Il apparaît également que les filets ne permettent pas réellement d'empêcher les attaques. En cause, la manière dont ils sont installés. Les filets s'arrêtent en effet à quatre mètres de la surface afin de permettre aux bateaux de passer. Les requins peuvent donc nager au-dessus ou en-dessous. Un autre problème concerne les appâts déposés sur les hameçons. Une étude menée dans le Queensland affirme que les dauphins volent cet appât dans une moyenne de 90 secondes après sa mise à l'eau, laissant ainsi les hameçons sans rien pour attirer les requins à eux.

Les lacunes des filets soulignent donc l'un des principaux arguments de leurs opposants : la faiblesse du nombre des attaques ne serait due qu'à la faible propension des requins à attaquer l'homme. Un principe difficile à défendre face aux attaques récemment enregistrées : la mort d'un surfeur, en novembre dernier, et les blessures d'une plongeuse, en octobre. "Il est difficile de déterminer si les filets empêchent effectivement les attaques , mais ils fournissent un sentiment de sécurité pour les utilisateurs de la plage", estime un rapport préparé pour la ville de Dunedin (Nouvelle-Zélande), qui a abandonné son programme d'installation de filets en 2011.

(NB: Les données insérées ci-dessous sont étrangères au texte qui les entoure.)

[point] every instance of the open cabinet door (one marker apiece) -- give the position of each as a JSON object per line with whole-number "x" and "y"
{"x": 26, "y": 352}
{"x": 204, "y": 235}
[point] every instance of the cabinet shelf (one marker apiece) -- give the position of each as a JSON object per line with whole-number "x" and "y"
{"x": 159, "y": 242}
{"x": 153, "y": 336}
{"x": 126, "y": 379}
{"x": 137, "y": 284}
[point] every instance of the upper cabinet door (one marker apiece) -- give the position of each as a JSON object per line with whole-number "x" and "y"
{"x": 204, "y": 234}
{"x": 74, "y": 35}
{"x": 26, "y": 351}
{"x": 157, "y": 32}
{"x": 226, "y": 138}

Le gouvernement australien s'inquiète désormais des effets négatifs de ces installations anti-requins. Un récent rapport sur la protection de la population du grand requin blanc met l'accent sur la nécessité "d'équilibrer les perceptions de sécurité publique" avec la nécessité de ne pas "accroître les risques pour les espèces". Selon lui, "l'éducation publique et la démystification du requin blanc restent une priorité". Une noble intention atténuée par le manque de connaissances des scientifiques à propos des requins et de ce qui les pousse à attaquer. Difficile donc de défendre un animal tueur d'hommes et d'empêcher les gouvernements de chercher à l'exterminer, ou du moins à fortement réduire sa population.

Des études sont menées, notamment pas les équipes de l'université KwaZulu-Natal d'Afrique du Sud, afin de comprendre les comportements des requins et ainsi prévoir les moments où ils sont le plus susceptibles d'attaquer. Le but de ces coûteuses recherches - on parle de 2,6 millions d'euros par an - est d'informer au mieux les baigneurs des risques qu'ils encourent et d'éviter de nouveaux drames. Le travail des Sud-Africains aurait, apparemment, permis de réduire les risques, les plages surveillées n'enregistrant qu'une seule attaque mortelle entre 1990 et 1998, contre 5 sur les plages non surveillées. La Réunion mène également le programme "Cap Requin", en association avec l'Afrique du Sud (encore). D'une durée de six mois, celui-ci étudie l'effet de l'installation de drop lines, plus respectueuses de la biodiversité que les filets. Un bon compromis entre protection des hommes et volonté de ne pas mettre en danger certaines races de requins.